Here’s a TV interview with Governor (and now 2012 Republican candidate) Rick Perry and a reporter from the Texas Tribune. It’s a classic, old style, black-screen-and-ferns political chat, and it’s very revealing.
The reporter’s question: Why does Texas continue with abstinence education programs when they don’t seem to be working?
I’ve heard Perry’s answer as a sound clip, but watch his face as he struggles with the interviewer’s persistent follow-up.
The conventional wisdom expressed by many is that Perry is beauty-queen dim and can’t wrap his pretty little mind around the answer. For instance, Steve Benen:
The problem here isn’t just that Perry has the wrong answer. The more meaningful problem is that Perry doesn’t seem to know how to even formulate an answer. He starts with a proposition in his mind (abstinence-only education is effective), and when confronted with evidence that the proposition appears false (high teen-pregnancy rates), the governor simply hangs onto his belief, untroubled by evidence. As Jon Chait put it, Perry seems to struggle “even to think in empirical terms.”
But I give Perry far more credit. For the hyper-religious, the statement “abstinence works” is only the cover story. The real story is, Unmarrieds shouldn’t have sex (St. Paul, some chapter, some verse).

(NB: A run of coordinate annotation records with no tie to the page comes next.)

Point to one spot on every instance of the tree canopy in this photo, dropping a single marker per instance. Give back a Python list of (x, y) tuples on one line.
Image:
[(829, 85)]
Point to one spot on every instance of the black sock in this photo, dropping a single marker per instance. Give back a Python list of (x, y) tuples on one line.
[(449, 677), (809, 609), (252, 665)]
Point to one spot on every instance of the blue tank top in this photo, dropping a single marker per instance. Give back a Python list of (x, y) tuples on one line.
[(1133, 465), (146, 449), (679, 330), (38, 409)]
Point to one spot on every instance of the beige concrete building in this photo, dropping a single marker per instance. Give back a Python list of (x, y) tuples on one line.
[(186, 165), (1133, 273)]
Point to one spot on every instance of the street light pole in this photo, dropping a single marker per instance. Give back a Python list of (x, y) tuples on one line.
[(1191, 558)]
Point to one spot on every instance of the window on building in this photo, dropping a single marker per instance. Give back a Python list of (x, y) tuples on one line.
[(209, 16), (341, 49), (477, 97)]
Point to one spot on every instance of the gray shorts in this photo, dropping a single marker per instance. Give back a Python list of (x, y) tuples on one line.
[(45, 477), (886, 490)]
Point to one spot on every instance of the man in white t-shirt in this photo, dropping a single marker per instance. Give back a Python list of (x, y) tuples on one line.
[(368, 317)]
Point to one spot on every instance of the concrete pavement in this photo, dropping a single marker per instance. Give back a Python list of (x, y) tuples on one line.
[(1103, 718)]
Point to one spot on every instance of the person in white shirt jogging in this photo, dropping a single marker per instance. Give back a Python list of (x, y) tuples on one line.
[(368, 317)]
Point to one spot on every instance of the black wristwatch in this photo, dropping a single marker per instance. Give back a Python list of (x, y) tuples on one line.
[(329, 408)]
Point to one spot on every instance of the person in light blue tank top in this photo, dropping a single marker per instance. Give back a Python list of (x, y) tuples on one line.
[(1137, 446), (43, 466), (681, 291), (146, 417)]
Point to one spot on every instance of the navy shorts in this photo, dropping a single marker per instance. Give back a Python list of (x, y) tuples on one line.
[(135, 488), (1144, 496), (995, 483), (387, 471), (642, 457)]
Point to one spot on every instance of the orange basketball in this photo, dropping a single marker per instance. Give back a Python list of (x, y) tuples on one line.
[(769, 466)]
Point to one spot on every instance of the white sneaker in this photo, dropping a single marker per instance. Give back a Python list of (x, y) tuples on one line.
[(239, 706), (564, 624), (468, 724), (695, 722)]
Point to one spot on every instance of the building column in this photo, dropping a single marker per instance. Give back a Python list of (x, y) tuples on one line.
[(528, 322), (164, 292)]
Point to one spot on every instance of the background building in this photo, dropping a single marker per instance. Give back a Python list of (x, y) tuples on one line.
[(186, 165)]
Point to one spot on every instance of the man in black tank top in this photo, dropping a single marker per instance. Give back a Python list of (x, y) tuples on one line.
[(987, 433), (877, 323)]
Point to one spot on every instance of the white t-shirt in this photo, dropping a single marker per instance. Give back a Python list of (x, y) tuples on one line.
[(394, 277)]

The trick is to fit the square peg of St. Paul’s teaching into the round hole of an empirical argument — without giving the game away. Perry can’t do it; but in fairness, the way this interview was conducted, no one could.
The clue? Perry at 0:40 — “It is the best form to teach our children.” Again at 2:20 — We’re getting a return on our money that’s appropriate; “those are some dollars that are well spent.” The “comparable” (nice word) steroids example near the end is also telling: Keep kids off sex; keep kids off steroids. What’s the diff?
To translate: If you start from the premise that abstinence is the only moral method you can teach, then a 5% (or .1%) return on your money is just icing on a very important cake. Getting the seculars to let you go anti-sex on their kids is a win all by itself. Getting something back in the form of reduced pregnancy, no matter how little, is like candy, a nice piece of data you can throw back at them when they complain.
It’s the old old story, isn’t it? The hyper-religious in this country hate(love) sex and can’t stand(can’t get enough of) it. And they’ll never admit what they’re really doing because they can’t bear to look at it(can’t keep their eyes off it). So there. Lemme at it(no, I’m not obsessed with it). Got that?
And no, I won’t begin to touch what Perry meant when he said “From my own personal life, abstinence works.” I have no idea where that leads. Or doesn’t.